Видимым же вождем был студент Василий Александрович Горбачев, «высокий, сильный, красивый, с широкой русской бородой. Он был серьезен, в глазах его был трагический огонек» – так пишет Пришвин.
И вот подошло время совершиться новому действию в жизни Пришвина. Внешнее его содержание было вновь чрезвычайно просто, как и поездка на Кавказ: на Рижском побережье в Кайеренгофе юноша отправился купаться, заплыл слишком далеко и стал тонуть. Поблизости оказался тот самый студент Горбачев, который, по словам Пришвина, выволок его и притащил на дачу В.Д. Ульриха. Так он попал к вождю марксистского движения.
Это внешнее событие повлекло огромные внутренние последствия и сыграло решающую роль в судьбе молодого Пришвина: он стал членом социал-демократического кружка. Правда, его встретил здесь жесткий, какой-то даже нерусский догматизм. Ульрих делил весь мир на два класса: святых пролетариев и грешную буржуазию». Но юношу ничто не смущало, ему нравилась эта готовность к действию, и главное, что «это были все удалые ребята – жить собирались, а народники расплывались в слова».
С тех лет запала мысль и выплыла уже где-то под старость в дневнике 1940-х годов: «Революционеру не к лицу быть добрым. Революционер знает, что человек должен быть непременно твердым, а то злые любят мягких, добрых и делают их своими костылями, так и надо помнить, что настоящее зло хромое и ходит всегда на костылях добродетели».

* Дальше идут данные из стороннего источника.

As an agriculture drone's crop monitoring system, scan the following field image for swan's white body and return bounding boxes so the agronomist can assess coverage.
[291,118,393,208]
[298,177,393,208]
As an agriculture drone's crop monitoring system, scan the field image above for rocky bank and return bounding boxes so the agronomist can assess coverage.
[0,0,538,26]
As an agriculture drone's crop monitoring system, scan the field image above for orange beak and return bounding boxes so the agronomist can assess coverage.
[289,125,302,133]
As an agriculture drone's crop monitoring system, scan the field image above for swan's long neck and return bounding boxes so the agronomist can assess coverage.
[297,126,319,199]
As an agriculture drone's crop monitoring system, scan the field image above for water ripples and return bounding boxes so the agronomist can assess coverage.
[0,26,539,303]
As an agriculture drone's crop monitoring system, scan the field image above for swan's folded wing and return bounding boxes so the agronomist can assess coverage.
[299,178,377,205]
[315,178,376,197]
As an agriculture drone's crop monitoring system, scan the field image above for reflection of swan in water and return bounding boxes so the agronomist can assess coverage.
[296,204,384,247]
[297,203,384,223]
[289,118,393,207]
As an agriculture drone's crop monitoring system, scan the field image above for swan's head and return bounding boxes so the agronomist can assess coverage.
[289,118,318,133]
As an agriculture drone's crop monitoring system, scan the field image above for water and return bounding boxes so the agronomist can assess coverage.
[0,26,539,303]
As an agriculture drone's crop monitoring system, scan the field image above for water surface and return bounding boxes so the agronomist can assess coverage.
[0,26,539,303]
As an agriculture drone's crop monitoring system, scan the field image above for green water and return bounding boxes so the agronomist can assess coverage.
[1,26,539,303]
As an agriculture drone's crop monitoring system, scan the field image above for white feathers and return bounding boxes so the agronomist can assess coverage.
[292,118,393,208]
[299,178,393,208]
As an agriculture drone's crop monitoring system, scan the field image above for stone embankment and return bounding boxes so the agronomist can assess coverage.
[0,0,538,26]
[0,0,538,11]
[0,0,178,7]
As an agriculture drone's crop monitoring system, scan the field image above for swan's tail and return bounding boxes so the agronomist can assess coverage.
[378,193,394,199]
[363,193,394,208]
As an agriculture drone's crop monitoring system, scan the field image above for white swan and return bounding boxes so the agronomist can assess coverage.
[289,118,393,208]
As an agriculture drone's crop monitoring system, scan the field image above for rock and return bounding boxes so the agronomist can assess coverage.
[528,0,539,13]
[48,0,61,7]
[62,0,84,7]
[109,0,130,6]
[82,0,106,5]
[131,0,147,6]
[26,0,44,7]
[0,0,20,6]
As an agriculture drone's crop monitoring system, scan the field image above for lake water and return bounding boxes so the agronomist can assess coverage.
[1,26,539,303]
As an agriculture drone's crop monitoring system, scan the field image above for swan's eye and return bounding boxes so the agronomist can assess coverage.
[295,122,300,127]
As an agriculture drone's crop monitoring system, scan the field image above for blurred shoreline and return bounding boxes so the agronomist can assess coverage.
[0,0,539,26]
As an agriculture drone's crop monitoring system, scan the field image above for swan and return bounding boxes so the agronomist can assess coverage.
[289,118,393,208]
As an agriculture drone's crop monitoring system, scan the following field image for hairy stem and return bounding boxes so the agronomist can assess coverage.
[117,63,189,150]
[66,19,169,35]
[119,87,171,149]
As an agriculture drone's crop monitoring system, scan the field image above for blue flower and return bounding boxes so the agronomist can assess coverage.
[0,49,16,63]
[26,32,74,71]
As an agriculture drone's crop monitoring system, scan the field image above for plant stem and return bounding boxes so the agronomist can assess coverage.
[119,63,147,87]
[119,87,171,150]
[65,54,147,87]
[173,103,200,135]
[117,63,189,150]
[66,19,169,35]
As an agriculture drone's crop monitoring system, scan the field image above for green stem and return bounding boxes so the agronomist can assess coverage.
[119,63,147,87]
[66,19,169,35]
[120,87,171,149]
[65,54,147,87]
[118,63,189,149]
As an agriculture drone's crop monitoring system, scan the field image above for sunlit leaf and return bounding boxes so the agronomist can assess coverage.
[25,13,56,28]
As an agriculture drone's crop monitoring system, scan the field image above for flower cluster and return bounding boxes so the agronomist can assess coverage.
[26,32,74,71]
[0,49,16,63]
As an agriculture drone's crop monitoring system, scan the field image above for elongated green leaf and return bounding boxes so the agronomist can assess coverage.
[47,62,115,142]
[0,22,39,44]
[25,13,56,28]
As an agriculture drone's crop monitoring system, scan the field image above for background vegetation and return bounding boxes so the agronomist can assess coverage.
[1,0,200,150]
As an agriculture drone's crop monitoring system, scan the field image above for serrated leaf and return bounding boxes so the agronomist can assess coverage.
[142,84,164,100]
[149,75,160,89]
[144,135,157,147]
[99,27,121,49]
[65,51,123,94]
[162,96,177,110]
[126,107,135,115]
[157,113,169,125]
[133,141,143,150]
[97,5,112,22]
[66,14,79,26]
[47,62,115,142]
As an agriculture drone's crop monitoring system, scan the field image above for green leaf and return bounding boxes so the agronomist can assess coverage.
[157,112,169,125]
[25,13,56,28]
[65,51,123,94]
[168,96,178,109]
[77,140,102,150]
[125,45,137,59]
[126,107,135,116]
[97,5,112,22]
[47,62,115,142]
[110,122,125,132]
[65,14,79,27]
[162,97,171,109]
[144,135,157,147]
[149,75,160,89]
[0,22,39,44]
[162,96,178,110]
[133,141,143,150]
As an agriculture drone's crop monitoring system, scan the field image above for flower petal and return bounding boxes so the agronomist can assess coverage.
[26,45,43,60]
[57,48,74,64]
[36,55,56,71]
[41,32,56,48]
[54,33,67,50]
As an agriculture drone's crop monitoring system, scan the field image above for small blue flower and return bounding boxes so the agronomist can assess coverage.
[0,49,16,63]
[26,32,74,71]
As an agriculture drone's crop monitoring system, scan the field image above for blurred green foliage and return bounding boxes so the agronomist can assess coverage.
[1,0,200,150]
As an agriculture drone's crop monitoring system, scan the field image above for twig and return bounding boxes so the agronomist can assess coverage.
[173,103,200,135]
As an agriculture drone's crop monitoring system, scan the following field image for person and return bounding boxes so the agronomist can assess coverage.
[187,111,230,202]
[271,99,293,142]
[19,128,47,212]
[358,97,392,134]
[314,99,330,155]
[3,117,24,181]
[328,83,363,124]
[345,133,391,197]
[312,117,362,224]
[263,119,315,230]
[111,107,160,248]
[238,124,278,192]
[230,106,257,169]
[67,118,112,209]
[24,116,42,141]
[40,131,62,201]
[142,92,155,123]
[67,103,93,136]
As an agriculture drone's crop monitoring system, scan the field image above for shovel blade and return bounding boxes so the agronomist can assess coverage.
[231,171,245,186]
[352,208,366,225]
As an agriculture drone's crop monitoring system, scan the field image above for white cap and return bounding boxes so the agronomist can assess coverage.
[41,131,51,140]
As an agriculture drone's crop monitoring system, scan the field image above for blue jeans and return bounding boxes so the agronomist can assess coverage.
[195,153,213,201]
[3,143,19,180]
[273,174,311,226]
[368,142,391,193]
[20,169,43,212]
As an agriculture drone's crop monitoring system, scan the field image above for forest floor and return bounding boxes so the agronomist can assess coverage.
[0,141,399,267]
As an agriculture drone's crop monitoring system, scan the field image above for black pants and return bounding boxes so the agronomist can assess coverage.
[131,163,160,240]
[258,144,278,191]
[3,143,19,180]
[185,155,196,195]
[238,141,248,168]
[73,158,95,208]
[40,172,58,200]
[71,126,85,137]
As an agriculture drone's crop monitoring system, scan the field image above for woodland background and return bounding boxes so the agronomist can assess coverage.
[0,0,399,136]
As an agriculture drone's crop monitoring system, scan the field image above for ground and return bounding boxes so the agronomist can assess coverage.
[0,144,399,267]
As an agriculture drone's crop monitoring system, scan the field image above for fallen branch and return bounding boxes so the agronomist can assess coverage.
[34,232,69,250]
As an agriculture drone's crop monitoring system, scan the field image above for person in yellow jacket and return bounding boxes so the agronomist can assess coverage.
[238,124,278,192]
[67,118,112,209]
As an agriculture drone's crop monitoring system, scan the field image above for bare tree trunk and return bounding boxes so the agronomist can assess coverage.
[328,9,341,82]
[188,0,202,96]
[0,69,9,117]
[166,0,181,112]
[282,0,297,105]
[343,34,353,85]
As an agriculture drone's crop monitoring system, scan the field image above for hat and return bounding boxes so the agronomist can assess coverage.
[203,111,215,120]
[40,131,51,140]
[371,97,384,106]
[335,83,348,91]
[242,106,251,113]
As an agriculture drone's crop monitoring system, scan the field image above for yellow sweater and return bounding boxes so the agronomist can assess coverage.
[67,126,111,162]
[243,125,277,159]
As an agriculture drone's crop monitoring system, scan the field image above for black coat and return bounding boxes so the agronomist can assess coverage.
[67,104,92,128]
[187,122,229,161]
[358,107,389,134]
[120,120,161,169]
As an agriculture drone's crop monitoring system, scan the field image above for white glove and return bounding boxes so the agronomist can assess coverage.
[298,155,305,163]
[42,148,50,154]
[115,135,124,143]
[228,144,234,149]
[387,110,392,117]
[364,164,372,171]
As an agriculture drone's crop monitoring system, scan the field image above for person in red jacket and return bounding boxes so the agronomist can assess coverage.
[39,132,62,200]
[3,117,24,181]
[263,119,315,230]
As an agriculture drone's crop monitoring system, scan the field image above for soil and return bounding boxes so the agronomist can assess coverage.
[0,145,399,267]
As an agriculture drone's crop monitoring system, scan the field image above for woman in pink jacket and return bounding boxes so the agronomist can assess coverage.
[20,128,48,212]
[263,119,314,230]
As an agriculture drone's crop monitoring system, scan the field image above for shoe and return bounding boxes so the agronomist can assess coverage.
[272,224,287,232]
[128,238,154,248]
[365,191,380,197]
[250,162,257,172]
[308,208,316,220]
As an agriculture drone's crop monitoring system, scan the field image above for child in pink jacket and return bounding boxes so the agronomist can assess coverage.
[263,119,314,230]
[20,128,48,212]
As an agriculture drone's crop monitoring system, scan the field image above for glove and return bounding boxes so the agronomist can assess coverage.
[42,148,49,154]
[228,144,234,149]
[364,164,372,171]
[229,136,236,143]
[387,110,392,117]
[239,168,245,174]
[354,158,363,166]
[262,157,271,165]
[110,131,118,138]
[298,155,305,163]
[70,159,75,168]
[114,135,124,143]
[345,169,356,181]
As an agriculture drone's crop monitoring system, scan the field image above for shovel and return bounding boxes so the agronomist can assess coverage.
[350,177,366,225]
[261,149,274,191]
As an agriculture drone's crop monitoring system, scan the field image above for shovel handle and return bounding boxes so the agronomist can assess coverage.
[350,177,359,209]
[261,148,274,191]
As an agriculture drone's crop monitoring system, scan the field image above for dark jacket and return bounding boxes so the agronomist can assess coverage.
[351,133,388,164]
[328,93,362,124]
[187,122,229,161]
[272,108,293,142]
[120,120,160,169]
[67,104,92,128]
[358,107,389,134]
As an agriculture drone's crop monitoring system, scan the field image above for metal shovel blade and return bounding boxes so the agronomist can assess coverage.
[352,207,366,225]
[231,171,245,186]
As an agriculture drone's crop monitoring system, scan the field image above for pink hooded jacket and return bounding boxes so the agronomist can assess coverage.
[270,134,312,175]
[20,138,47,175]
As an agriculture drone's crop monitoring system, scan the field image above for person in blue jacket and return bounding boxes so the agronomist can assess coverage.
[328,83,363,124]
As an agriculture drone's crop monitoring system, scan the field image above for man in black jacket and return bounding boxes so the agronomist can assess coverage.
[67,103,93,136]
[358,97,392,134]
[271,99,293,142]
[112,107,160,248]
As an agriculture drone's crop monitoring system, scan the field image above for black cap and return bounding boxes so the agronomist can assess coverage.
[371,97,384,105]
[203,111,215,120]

Пришвин пишет: «Под влиянием Данилыча исчезла двойственность моей души: так прекрасная сказочная детская Азия вошла внутрь моего дела, сказка об Азии в сказку о мировой катастрофе и новой жизни, и всякие позывные в новую жизнь замолкли. Наше практическое занятие было в организации «школы пролетарских вождей» и в транспорте из-за границы революционной литературы, в переводе ее и распространении среди рабочих, в организации стачек и выступлений».
Наступила жизнь напряженная и рискованная, требовавшая самоотвержения: «В мое время это был настоящий крестный путь – быть комсомольцем в подпольном кружке». Но о себе самом, при всей его преданности общему делу, он должен был признаться: «Седи напряженных волевых революционеров, рассудительных и дельных, я похож был на Петю Ростова». И продолжает: «Я был юношей, до последней крайности неспособным к политической работе… доверчив, влюбчив в человека… Но самое главное, из чего вырастали все политические мои недостатки, это, что логические выводы ни малейшим образом не убеждали меня».